Setting Up and Watching ATSC with Windows Media Center
Although digital broadcast TV (ATSC) was supported in Windows Vista's version of Windows Media Center, the implementation was clumsy, and digital TV channels were not well-integrated into the TV program guide. Thankfully, Windows 7's version of Windows Media Center provides a better digital broadcast TV experience. This article shows you how to select ATSC-compatible hardware, set up your TV signal, and optimize your channel selection.
The Hardware You Need
To make ATSC TV work with Windows Media Center, you will need an ATSC-compatible TV tuner and a suitable TV antenna for your location.
TV Tuners for Digital Broadcast TV
ATSC digital broadcast (over-the-air) television requires a digital TV tuner. Although virtually all current TV tuner cards and USB 2.0 devices support ATSC signals, some older ones do not. Figure 1 illustrates the rear view of a desktop TV tuner card that supports ATSC as well as cable TV signals.
Figure 1 This Hauppauge TV tuner has separate leads for cable TV (TV) and ATSC digital broadcast TV (ATSC).
As you can see from Figure 1, typical TV tuner cards use separate connections for analog and digital signals. However, many USB-based TV tuners use a single connection for analog and digital signals.
If you're not sure whether a particular TV tuner card or device will work with broadcast cable TV, make sure the device supports ATSC. If ATSC signals are not supported, you're out of luck and will need a new TV tuner card or device. TV tuners are available in PCI or PCI Express (PCIe) form factors for desktops, ExpressCard form factors for laptops, and USB 2.0 for both types of computers.
In addition to using a TV tuner with ATSC support, you must make sure it will work with Windows 7. If you cannot obtain Windows 7-specific drivers for your TV tuner, keep in mind that Windows Vista drivers also work in Windows 7. However, if the tuner is supported only by Windows XP drivers, you will not be able to use it.

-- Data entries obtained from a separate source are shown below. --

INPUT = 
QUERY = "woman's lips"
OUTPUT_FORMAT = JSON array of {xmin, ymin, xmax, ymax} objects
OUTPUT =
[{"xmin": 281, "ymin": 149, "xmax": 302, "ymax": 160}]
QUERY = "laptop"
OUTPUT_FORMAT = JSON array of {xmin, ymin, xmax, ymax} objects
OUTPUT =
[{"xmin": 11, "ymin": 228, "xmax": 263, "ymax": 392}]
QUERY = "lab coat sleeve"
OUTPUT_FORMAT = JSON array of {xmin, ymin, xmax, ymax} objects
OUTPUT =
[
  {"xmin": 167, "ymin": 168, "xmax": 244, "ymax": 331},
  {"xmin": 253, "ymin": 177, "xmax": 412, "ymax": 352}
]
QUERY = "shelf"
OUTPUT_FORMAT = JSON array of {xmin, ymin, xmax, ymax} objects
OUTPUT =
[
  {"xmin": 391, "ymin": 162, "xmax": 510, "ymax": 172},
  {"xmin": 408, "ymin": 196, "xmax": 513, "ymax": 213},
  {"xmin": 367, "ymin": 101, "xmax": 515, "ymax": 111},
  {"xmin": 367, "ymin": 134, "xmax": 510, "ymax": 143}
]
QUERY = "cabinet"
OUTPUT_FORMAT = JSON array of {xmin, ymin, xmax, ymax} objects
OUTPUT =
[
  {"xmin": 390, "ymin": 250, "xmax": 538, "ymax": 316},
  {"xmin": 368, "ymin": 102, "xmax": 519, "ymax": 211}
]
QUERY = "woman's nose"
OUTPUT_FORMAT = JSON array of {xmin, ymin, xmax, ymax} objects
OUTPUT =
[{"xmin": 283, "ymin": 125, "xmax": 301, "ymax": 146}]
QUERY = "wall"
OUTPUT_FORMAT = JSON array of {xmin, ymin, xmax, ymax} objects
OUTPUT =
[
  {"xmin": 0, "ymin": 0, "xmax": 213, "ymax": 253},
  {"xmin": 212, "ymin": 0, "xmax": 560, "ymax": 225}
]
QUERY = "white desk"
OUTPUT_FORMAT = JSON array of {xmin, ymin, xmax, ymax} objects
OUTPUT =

Whether you have just purchased a TV tuner or are using an existing one, be sure to check with the vendor for updated drivers. Note that some vendors still have links to their Windows Vista drivers on a separate web page from other driver downloads.
If you're already receiving ATSC signals on an HDTV or a conventional TV with a digital converter box, you already know how important antenna strength and signal quality are. If you have a weak digital TV signal, you won't have ghosting as you did with analog TV; instead, you will have a frozen picture, lack of synchronization between video and audio, or signal breakups.
The best solution is an external directional antenna; however, if you are primarily concerned about picking up local digital signals, an internal directional antenna may be acceptable. You need an antenna you can rotate to pick up the strongest signal from a digital broadcast TV tower, and the antenna needs to be powered. Look for an antenna that can store and recall settings and includes a remote control, as this will help you get the best-quality picture as you switch channels.
I've found the following resources to be useful in selecting and installing an antenna:
- The AntennaWeb site helps you choose the best antenna for your location based on your input, and provides a color-coded listing of nearby ATSC channels and the best type of antenna for each category of station.
- How to Install a TV Antenna provides basic tips on what you need, including when to use a pre-amp.
- Crutchfield's Choosing and Installing an Antenna for HDTV provides a useful introduction to ATSC along with links to help rural users tune in distant ATSC (HDTV) signals.
Follow the manufacturer's installation guidelines for setting up your TV tuner and antenna.